Design a Fine-grained Authorization System with RBAC and ACL

2023-07-30 / modified at 2024-12-22 / 2.2k words / 13 mins

Implementing flexible, fine-grained permission management is an essential component of robust software design. This article will walk through various authorization system designs that aim to achieve that goal.

The design may be too complicated for start-up teams, as the article is mainly for enterprise applications that have lots of compliance policies.

What is authorization management

Terminologies

An authorization management(Authz) constitutes subjects, namespaces, resources and capabilities.

Subjects: Standalone users or groups. In the enterprise environment, users and groups are getting sychronized from managed IAM platforms, HR services or LDAP servers.
- User: The individual user, such as sAMAccountName in LDAP servers.
- Group: A group is just a set of individuals users, such as memeberOf in LDAP servers. Nested group may be complex at the first glance, but actually they can be flatten via SQL recursive query(CTE).
Namespaces: An organizational structures, such as nested departments.
- Metadata: Name, description and other descriptive K-V pairs of the namespace.
- Resources: The digital asserts inside the namespace.
  - Metadata: Name, description and other descriptive K-V pairs of the assert.
  - Asserts: Such as API entrypoints, Row & Column level fiter or virtual datalakes. You have to design the granularity at the row level, object level or field level, they are specialized domains
  - Capabilities: Defines the capabilities that someone is granted to access asserts. It’s mostly described with an immutable string.
    - Effect: read/write/list/full
    - Action: The field in the assert.
    - Eg: AWS use allow:secretsmanager to describle the read capability.
  - Assignments: Who is grant to access the resources, there are four types of strategies
    - Share with all members inside the namespace regardless of the assigned namespace capabilities.
    - Share with members who is grant with some capabilities inside the namespace.
    - Share with individual users or groups directly inside the namespace.
    - Share with whoever out of the namespace. (Not recommand)
  - Ownership: Who is responsible for maintaining metadata and asserts, managing shares of the resource.
- Capabilities: Defines the member capabilities in the organizational structure.
- Assignments: Define the membership inside the namespace, such as inviting user A with three capabilities granted as a namespace member.
- Ownership: Who is responsible for managing the namespace.
Rule Engine: The dynamic process of assessing if someone is allowed to access the resource. That’s what so called ABAC, RBAC or ACL.

Preparation

I’d recommand to enumerate all capabilities and checkpoints before any development, as the capabilities may be embedded in the code and difficult to be modified over time.

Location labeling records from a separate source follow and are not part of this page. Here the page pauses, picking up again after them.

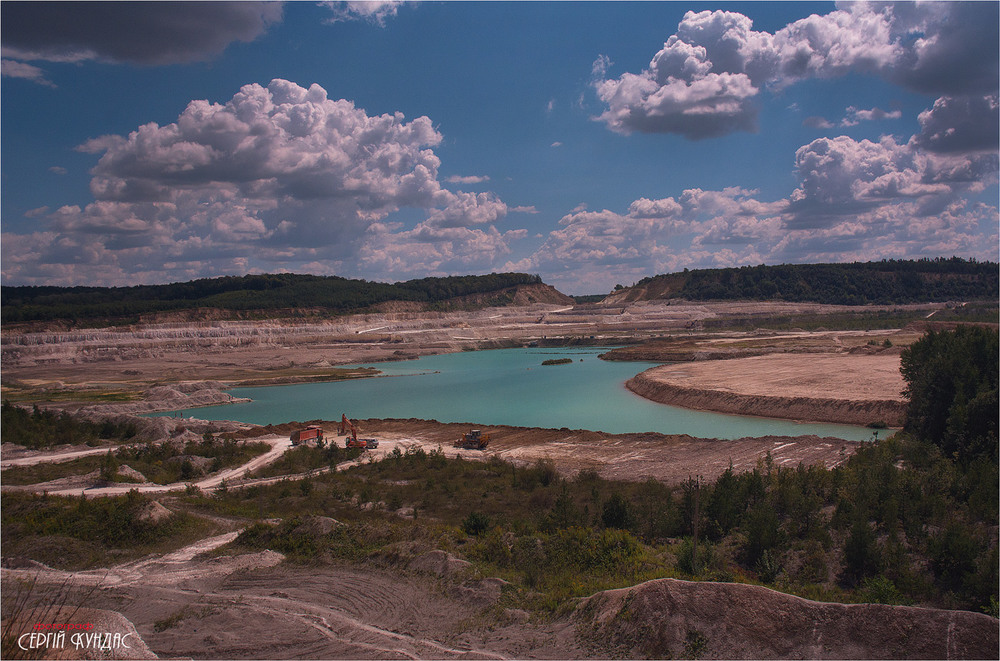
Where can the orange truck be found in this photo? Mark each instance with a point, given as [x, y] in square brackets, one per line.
[474, 440]
[310, 433]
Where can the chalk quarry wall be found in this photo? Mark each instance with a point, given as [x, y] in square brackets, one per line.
[844, 411]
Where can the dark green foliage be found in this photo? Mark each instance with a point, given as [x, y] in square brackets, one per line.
[885, 282]
[896, 522]
[250, 292]
[476, 524]
[617, 512]
[861, 554]
[952, 379]
[153, 460]
[76, 532]
[40, 429]
[763, 533]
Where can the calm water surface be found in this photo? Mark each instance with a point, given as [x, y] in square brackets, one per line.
[505, 387]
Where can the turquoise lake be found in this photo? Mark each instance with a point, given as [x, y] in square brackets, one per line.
[505, 387]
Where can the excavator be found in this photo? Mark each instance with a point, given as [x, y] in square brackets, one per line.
[354, 441]
[474, 440]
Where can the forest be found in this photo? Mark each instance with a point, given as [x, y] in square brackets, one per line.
[858, 283]
[240, 293]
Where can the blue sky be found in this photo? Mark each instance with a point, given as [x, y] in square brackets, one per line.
[592, 143]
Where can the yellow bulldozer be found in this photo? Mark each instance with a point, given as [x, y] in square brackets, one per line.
[474, 440]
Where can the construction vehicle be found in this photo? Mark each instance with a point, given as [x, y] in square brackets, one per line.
[310, 433]
[474, 440]
[355, 442]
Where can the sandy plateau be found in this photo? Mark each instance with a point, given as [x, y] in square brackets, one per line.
[429, 604]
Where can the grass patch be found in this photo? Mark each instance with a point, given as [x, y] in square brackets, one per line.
[79, 533]
[165, 463]
[557, 539]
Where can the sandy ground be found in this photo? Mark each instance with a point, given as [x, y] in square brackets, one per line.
[137, 358]
[813, 375]
[253, 606]
[188, 605]
[845, 388]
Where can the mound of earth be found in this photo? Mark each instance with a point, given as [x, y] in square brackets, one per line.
[668, 618]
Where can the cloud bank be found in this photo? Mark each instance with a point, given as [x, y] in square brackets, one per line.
[278, 177]
[705, 80]
[145, 33]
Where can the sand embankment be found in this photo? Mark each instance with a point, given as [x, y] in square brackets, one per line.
[668, 618]
[840, 388]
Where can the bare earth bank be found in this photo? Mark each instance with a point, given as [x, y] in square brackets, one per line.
[843, 388]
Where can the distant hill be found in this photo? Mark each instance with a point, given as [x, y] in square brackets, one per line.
[269, 294]
[857, 283]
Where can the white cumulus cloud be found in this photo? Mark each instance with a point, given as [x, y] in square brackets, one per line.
[280, 176]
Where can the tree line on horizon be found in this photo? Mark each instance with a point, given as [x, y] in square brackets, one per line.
[241, 293]
[858, 283]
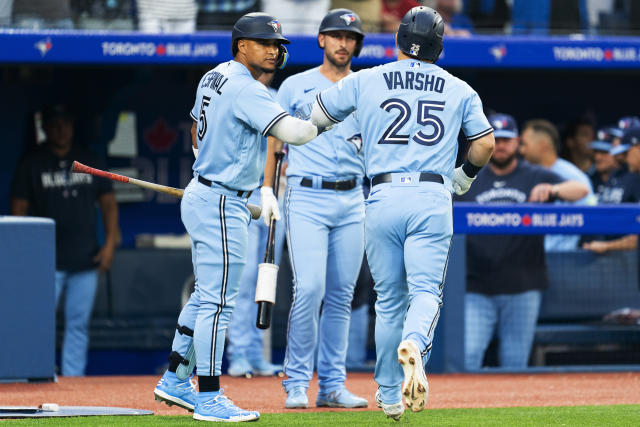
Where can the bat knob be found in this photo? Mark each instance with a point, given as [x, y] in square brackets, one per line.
[263, 320]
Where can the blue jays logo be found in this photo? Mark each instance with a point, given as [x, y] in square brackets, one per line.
[357, 141]
[348, 18]
[44, 46]
[275, 24]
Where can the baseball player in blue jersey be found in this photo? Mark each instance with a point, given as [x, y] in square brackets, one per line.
[326, 245]
[410, 113]
[233, 114]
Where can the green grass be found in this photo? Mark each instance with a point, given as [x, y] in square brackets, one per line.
[616, 415]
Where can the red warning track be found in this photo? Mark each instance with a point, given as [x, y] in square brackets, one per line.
[266, 395]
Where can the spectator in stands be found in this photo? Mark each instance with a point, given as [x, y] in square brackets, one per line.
[298, 16]
[506, 273]
[456, 24]
[579, 133]
[393, 11]
[43, 186]
[488, 15]
[42, 14]
[222, 15]
[369, 11]
[5, 12]
[539, 145]
[167, 16]
[622, 187]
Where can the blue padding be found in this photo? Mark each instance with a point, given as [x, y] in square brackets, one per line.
[208, 48]
[27, 302]
[472, 218]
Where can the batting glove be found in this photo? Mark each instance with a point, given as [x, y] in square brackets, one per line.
[269, 205]
[461, 182]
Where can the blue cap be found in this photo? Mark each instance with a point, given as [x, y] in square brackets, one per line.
[619, 149]
[629, 121]
[608, 134]
[631, 136]
[504, 126]
[600, 146]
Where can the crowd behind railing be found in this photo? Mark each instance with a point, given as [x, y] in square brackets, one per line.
[463, 18]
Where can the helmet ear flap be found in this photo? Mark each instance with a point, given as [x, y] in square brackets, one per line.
[283, 57]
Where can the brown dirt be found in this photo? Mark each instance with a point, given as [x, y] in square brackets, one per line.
[266, 395]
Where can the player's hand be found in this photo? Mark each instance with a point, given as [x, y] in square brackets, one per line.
[461, 182]
[104, 257]
[269, 205]
[541, 193]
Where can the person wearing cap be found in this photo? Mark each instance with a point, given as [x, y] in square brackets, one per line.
[324, 207]
[539, 145]
[622, 187]
[233, 113]
[506, 274]
[43, 186]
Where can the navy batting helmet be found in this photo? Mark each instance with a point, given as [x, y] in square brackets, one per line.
[343, 20]
[261, 26]
[420, 33]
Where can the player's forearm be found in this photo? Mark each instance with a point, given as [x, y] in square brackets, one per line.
[109, 208]
[274, 145]
[19, 207]
[481, 150]
[571, 190]
[294, 131]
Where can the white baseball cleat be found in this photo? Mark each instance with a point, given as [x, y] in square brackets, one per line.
[415, 387]
[394, 410]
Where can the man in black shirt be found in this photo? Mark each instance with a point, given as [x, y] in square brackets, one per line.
[506, 273]
[43, 186]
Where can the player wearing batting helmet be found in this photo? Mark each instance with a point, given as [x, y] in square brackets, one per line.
[232, 115]
[324, 209]
[410, 113]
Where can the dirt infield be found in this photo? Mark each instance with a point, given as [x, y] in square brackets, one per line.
[266, 395]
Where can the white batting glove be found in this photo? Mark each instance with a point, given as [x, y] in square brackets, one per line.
[461, 182]
[269, 205]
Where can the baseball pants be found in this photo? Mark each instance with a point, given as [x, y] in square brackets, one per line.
[326, 247]
[407, 235]
[217, 221]
[244, 337]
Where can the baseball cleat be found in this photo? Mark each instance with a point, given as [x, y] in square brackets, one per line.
[394, 410]
[240, 368]
[341, 398]
[215, 406]
[173, 391]
[262, 368]
[297, 398]
[415, 387]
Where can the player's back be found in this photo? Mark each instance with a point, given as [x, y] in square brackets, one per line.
[411, 113]
[229, 109]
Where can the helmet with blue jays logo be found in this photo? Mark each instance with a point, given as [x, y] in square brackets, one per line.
[343, 20]
[420, 33]
[260, 26]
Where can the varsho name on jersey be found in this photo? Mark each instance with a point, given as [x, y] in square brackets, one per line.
[414, 81]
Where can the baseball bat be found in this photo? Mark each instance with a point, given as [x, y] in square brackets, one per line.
[177, 192]
[263, 320]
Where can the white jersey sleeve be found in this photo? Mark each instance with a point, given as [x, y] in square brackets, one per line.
[256, 107]
[341, 99]
[474, 123]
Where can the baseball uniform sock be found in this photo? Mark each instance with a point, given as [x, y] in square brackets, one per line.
[206, 384]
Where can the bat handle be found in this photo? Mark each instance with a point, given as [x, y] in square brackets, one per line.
[263, 321]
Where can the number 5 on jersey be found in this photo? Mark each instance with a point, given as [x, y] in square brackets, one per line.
[206, 100]
[425, 118]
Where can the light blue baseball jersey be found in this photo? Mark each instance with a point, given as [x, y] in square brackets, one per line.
[410, 114]
[334, 154]
[234, 113]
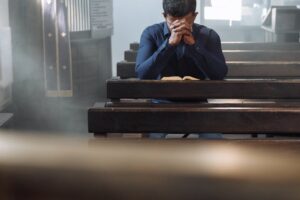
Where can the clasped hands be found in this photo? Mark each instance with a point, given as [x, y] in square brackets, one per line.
[181, 31]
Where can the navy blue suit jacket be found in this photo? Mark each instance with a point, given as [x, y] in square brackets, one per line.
[157, 59]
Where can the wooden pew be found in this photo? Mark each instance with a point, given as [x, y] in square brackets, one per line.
[248, 46]
[245, 60]
[244, 69]
[242, 55]
[191, 117]
[35, 168]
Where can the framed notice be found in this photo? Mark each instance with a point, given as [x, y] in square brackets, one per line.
[101, 18]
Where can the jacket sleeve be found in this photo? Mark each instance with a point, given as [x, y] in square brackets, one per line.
[215, 67]
[151, 59]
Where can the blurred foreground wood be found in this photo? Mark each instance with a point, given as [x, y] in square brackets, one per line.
[38, 168]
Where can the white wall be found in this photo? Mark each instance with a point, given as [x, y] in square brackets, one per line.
[5, 54]
[131, 17]
[4, 17]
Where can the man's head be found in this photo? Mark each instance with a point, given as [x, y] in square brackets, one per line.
[179, 10]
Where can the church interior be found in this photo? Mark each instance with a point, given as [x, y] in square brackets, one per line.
[76, 120]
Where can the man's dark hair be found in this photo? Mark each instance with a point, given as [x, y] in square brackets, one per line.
[179, 8]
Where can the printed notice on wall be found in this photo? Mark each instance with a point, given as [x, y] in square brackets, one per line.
[101, 18]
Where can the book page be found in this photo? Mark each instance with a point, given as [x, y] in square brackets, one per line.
[172, 78]
[190, 78]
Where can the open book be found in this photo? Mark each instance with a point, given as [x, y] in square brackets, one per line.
[178, 78]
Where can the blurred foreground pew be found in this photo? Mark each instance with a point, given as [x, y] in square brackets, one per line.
[35, 168]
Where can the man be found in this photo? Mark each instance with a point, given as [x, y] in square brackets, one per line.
[180, 47]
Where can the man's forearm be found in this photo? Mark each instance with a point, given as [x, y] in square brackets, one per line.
[152, 66]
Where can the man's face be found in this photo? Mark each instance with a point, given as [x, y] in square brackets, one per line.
[189, 18]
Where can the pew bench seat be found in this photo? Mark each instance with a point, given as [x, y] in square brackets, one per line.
[239, 106]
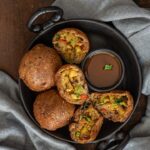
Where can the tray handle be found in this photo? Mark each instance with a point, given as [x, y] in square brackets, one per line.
[57, 16]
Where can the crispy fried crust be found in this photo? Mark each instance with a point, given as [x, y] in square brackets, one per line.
[72, 44]
[51, 111]
[38, 67]
[116, 105]
[86, 126]
[71, 84]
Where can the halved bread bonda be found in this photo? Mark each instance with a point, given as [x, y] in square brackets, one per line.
[115, 105]
[87, 124]
[52, 111]
[71, 84]
[72, 44]
[38, 67]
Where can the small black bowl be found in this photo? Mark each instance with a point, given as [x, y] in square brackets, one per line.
[109, 52]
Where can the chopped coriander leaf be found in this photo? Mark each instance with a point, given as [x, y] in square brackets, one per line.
[77, 134]
[87, 118]
[78, 89]
[118, 100]
[57, 36]
[107, 67]
[85, 105]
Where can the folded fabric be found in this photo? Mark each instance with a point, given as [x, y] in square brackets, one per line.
[17, 131]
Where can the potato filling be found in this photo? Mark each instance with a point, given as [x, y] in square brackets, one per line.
[86, 122]
[74, 84]
[70, 44]
[116, 103]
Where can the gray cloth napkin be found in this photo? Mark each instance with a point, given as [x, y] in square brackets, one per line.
[17, 131]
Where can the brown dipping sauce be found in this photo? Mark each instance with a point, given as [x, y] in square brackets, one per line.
[103, 70]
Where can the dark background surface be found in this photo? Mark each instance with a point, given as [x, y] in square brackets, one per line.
[14, 37]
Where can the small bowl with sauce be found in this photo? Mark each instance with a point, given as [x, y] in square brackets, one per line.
[104, 70]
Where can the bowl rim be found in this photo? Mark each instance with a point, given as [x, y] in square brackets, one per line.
[118, 58]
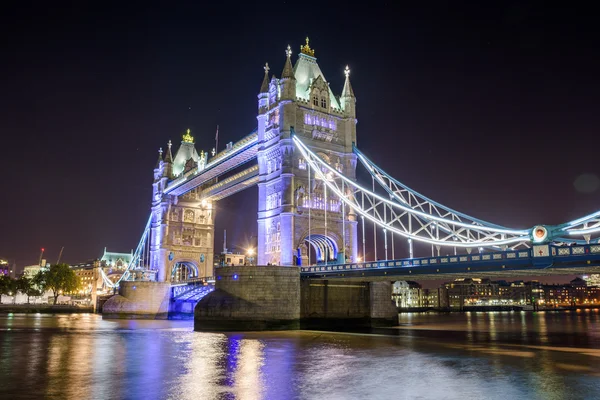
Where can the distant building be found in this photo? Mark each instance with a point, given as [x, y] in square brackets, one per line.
[407, 294]
[31, 270]
[231, 259]
[4, 267]
[592, 280]
[471, 291]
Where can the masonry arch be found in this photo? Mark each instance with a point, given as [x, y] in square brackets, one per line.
[317, 247]
[184, 270]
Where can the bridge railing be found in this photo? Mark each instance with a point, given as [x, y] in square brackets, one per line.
[537, 254]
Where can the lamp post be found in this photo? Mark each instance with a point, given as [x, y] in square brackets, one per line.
[250, 256]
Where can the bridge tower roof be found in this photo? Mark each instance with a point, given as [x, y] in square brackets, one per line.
[185, 152]
[306, 71]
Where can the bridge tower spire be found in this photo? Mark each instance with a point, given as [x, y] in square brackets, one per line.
[169, 162]
[301, 103]
[288, 80]
[347, 98]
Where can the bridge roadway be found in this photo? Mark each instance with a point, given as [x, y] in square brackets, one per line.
[537, 261]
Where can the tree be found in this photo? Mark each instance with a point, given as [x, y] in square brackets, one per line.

Following checklist must be accomplished before your permission design:

Capability and granularity: mostly for specialized domains, the design can’t be reused among projects. Ensure the design being stateless so that developers can write unit tests independently.
Membership: Who can manage the membership? Is your system design vulnerable to privilege escalation?
Ownership can be complex in GDPR compliance, especially personal data that is held, processed, and redistribed by companies, which requires massive checklists. To manage data produced by a person, It’s better to ensure each object can be managed at the lowest granularity. Before all else, it’s critical to assign each object to only one person who has the legal right, as the owner might not process the data directly. Even the matter being discussed here is the design of authorization, the design should also be considered for big data or AI trainings in the future. Moreover, the design of the grant should be managed appropriately. Never assign an object without the owner’s explicit consent regardless of the supervisory role such as super admins.
Audit:
- Implement selective dialog for grant access instead of default settings.
- Define audit checkpoints when operations are invoked, they should be managed transparently.
Rules engine
- Scope: Check if require multi-scope organizational structures in your service, as the priority evaluations can’t be directly merged within multi-scope organizations.
- Contrary: Which has higher priority while both “allow policy” and “denial policy” are evaluated together.

RBAC

What is RBAC

Role-based access control, which is abbreviated to RBAC, is widely taught in computer courses. It provides an indirect mechanism that assigns an attribute(such as a job title called “Accounting Manager”) to a person and then binds the attribute to the capabilities in the managed scopes.

How roles are defined

Prior to the discussing, it’s imperative we first address three types of role definitions. In the real-world development, I’ve seen the real-world users who couldn’t distinguish following opeartions.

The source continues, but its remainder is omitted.